China’s May data now suggest things have taken a turn for the worse once more. Commodity price rebounds out of the February dip have to a degree been driven by stronger Chinese demand for the likes of iron ore, oil, and to some extent, base metals. There have been fears of such demand simply reflecting a re-stocking phase which must eventually come to an end, but analysts have been surprised that this had not yet become apparent.
Reality bit last weekend when Beijing released a weak number for May fixed asset investment, which reflects infrastructure spending. Industrial production was also uninspiring. The weakness in China’s financing numbers for May released earlier this week was notable, ANZ’s commodity strategists point out.
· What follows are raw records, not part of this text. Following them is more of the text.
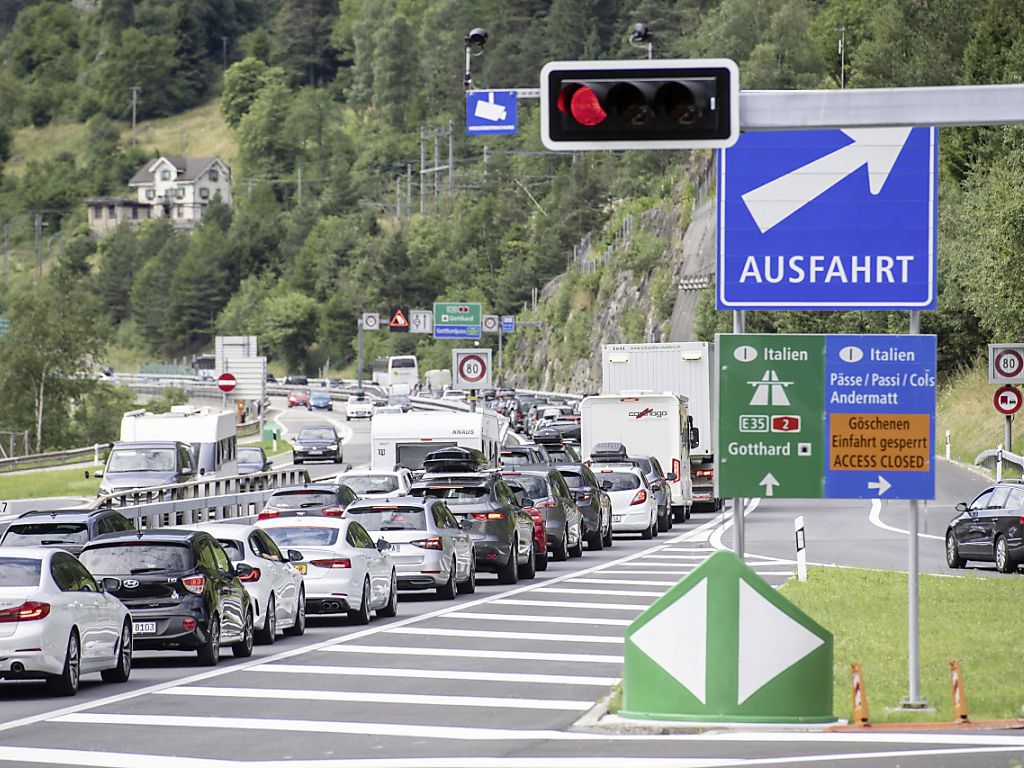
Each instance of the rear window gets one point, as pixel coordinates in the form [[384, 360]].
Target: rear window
[[19, 571], [136, 557], [390, 518], [303, 537], [36, 534]]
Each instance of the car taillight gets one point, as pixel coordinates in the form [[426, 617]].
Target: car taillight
[[27, 611], [433, 542]]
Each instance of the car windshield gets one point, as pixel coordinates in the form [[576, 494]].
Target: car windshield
[[620, 480], [19, 571], [140, 460], [33, 534], [372, 483], [301, 499], [454, 495], [138, 557], [390, 517], [316, 433], [303, 537]]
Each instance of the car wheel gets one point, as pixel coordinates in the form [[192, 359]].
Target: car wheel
[[953, 560], [299, 628], [209, 652], [390, 609], [244, 648], [361, 614], [509, 572], [1004, 563], [268, 634], [122, 672], [66, 684], [449, 590]]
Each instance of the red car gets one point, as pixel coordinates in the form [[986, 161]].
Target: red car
[[299, 397]]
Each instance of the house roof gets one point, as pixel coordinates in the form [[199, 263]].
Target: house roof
[[188, 169]]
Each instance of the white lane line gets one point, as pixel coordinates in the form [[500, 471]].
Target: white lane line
[[420, 674], [350, 696], [541, 619], [507, 635], [524, 655]]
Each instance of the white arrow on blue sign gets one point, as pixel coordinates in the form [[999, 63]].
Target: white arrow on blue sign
[[837, 219]]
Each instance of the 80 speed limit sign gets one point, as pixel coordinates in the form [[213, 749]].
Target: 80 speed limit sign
[[471, 369]]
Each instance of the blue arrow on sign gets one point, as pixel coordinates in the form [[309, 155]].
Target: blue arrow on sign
[[828, 220]]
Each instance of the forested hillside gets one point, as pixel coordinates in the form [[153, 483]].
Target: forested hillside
[[325, 101]]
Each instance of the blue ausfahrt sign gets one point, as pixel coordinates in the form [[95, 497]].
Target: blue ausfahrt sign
[[492, 113], [834, 219]]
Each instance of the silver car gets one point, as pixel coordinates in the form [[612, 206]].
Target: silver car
[[429, 548]]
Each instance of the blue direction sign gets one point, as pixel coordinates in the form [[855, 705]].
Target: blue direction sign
[[836, 219], [492, 113]]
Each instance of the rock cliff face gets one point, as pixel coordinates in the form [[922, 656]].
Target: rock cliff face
[[642, 286]]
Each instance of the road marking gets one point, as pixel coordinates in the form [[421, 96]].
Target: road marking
[[506, 635], [525, 655], [348, 696], [412, 674]]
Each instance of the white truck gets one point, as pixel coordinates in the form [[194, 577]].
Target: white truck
[[685, 369], [403, 439], [655, 425]]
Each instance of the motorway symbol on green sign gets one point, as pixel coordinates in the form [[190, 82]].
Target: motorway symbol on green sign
[[723, 645]]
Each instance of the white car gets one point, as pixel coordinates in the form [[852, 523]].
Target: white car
[[342, 568], [275, 587], [634, 508], [57, 623], [358, 407], [369, 483]]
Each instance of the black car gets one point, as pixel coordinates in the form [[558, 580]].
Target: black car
[[312, 500], [594, 504], [316, 442], [989, 528], [69, 529], [181, 590]]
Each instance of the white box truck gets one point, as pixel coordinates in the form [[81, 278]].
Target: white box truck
[[654, 425], [683, 368]]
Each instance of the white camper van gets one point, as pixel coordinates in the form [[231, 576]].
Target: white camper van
[[406, 438], [647, 425]]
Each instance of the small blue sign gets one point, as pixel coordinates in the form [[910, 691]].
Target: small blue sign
[[880, 417], [835, 219], [457, 332], [492, 114]]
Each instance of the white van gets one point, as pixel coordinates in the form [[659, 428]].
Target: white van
[[406, 438], [647, 425]]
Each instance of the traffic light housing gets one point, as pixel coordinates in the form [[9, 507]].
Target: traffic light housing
[[640, 104]]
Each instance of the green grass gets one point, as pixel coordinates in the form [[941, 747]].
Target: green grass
[[971, 620], [52, 482]]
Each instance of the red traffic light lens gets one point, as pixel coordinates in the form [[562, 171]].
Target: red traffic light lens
[[586, 108]]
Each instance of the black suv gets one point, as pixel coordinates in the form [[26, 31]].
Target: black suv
[[180, 588], [989, 528], [502, 531], [69, 529], [313, 500], [594, 504]]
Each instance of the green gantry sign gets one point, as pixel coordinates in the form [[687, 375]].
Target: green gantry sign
[[723, 646]]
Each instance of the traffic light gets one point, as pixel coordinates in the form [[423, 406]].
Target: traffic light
[[636, 104]]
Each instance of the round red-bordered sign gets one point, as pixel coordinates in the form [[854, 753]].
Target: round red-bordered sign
[[1008, 399], [472, 368]]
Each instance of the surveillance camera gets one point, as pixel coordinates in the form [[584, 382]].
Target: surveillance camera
[[477, 37]]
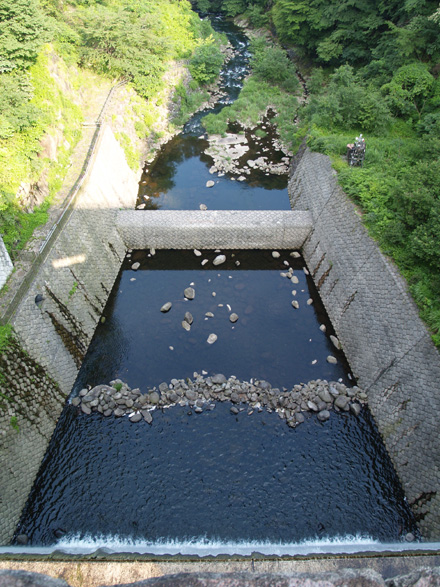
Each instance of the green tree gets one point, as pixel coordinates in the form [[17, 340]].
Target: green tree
[[409, 89]]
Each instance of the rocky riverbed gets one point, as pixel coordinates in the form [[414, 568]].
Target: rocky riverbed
[[202, 392], [228, 155]]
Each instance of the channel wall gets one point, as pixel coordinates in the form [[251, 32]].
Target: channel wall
[[387, 345], [55, 321], [53, 333]]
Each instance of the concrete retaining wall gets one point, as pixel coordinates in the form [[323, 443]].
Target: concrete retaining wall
[[54, 333], [209, 229], [6, 266], [386, 344]]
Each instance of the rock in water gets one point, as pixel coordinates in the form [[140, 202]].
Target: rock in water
[[218, 378], [335, 341], [323, 416], [219, 260]]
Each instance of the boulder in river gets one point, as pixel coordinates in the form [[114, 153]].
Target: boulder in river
[[219, 260]]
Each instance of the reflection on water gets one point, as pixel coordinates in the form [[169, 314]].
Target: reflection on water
[[271, 340], [215, 477]]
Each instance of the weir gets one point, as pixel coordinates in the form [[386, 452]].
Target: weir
[[386, 344]]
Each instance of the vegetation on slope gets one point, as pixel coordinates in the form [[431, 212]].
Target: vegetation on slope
[[373, 67], [272, 84], [120, 39]]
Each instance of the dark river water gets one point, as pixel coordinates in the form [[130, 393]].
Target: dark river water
[[213, 477], [176, 179]]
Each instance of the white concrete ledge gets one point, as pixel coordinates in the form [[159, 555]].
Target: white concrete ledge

Loan growth was stronger than expected but total social financing was quite subdued, ANZ notes, corroborating the fall in fixed asset investment growth. A decline in the money supply and aggregate finance suggests the Chinese economy has peaked. Yet the data is not so poor as to press the PBoC into more aggressive monetary easing. ANZ nevertheless believes the government will likely launch further fiscal policies and speed up infrastructure approvals.
While the Chinese story is an ongoing one, of more immediate threat to commodity prices is next week’s Brexit vote. A “go” vote will likely send stock and commodity (ex-gold) markets into a tailspin. The impact may only prove temporary, ANZ suggests, but losses could be steep.
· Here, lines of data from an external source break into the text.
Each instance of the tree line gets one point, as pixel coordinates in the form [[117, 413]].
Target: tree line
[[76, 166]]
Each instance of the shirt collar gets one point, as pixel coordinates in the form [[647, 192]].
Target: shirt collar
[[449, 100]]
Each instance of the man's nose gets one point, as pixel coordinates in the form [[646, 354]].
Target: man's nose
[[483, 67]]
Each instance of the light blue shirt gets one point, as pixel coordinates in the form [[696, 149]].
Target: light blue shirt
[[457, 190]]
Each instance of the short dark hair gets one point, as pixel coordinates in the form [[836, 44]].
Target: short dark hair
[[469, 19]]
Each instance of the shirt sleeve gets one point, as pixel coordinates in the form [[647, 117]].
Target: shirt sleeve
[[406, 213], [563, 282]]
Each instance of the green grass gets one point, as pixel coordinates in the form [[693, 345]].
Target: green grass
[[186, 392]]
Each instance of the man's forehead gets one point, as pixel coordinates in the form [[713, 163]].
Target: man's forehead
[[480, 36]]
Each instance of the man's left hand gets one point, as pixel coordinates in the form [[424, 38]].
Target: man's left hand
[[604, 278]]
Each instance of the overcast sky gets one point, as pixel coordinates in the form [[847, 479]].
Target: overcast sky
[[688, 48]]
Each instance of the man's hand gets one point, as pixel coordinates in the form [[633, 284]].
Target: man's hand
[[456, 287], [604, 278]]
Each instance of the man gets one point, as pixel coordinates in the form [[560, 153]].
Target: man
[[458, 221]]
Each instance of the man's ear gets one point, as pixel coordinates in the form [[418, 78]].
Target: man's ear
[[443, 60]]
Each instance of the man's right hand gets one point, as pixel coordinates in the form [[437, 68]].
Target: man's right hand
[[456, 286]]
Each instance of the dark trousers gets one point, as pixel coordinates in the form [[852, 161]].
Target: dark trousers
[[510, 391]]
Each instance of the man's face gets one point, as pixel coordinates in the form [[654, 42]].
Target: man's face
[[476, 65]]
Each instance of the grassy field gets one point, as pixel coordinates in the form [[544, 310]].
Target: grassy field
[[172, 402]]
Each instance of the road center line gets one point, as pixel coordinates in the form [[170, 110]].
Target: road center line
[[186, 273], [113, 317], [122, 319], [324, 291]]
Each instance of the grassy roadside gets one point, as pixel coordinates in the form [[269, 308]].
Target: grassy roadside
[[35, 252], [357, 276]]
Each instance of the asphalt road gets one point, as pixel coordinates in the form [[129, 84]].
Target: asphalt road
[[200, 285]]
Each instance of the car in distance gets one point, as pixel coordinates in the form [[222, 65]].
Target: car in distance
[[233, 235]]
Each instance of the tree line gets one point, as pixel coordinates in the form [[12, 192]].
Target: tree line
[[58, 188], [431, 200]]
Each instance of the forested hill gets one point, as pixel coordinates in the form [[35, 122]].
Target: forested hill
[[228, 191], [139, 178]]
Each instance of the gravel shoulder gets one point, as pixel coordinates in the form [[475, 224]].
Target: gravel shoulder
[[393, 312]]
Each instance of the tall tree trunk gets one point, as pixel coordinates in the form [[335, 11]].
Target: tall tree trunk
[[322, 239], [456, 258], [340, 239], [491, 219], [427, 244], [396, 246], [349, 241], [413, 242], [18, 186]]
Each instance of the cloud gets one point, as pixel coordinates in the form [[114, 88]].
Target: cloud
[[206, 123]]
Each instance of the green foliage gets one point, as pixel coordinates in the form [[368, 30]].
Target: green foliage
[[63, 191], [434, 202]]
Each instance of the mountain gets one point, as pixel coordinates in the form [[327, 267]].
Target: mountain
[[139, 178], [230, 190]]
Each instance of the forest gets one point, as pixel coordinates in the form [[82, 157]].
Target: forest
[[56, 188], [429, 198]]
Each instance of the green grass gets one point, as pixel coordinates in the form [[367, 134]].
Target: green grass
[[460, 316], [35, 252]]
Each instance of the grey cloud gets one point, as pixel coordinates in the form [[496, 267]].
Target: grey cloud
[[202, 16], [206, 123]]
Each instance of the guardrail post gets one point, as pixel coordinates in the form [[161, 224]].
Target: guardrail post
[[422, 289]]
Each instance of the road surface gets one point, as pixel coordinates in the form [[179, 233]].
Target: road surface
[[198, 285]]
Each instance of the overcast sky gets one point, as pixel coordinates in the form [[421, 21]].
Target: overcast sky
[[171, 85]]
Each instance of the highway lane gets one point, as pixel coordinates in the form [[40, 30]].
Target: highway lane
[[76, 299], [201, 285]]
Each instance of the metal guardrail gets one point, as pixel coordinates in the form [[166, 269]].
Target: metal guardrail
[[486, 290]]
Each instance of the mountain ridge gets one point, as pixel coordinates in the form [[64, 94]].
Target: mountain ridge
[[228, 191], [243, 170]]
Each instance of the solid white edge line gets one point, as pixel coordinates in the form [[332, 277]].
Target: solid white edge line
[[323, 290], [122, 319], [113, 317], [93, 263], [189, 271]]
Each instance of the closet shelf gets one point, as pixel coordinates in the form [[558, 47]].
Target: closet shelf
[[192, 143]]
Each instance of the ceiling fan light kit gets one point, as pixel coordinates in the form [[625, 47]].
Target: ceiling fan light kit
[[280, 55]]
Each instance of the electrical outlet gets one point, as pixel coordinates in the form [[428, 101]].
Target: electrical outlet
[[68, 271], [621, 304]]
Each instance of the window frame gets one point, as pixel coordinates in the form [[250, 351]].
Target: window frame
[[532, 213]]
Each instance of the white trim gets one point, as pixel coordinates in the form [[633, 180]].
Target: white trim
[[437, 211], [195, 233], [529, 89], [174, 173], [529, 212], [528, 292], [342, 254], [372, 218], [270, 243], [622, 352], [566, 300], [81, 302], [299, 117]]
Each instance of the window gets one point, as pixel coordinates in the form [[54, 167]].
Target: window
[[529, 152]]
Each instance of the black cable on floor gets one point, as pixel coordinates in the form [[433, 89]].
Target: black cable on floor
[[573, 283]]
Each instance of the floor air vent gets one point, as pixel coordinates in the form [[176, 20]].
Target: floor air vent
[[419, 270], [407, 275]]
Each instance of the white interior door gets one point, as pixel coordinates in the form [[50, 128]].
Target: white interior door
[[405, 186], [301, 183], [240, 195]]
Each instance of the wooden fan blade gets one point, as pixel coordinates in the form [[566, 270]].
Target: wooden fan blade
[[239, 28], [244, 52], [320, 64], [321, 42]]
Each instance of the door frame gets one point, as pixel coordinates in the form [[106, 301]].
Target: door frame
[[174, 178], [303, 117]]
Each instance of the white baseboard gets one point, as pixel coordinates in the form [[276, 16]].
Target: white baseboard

Commodity prices should otherwise be supported on the downside now that the Fed has returned to a more dovish stance, in line with market perception. Three anticipated US rate hikes this year have now become one, and that’s not a given either. Rate hikes would have placed upward pressure on the US dollar and thus by default, downward pressure on commodity prices.
It is still likely a Brexit “go” vote will result in US dollar strength as a safe haven for funds following out of the UK and Europe, adding to downside pressure on commodity prices irrespective of general volatility.
The exception is gold, which is more currency than commodity and as a safe haven, can move independently of the US dollar if circumstances warrant. Gold has already challenged the US$1300/oz mark, which will no doubt be breached were the Brexit vote to throw the world into turmoil.
The latest polls have the “stay” vote in front. It will be a nervous week.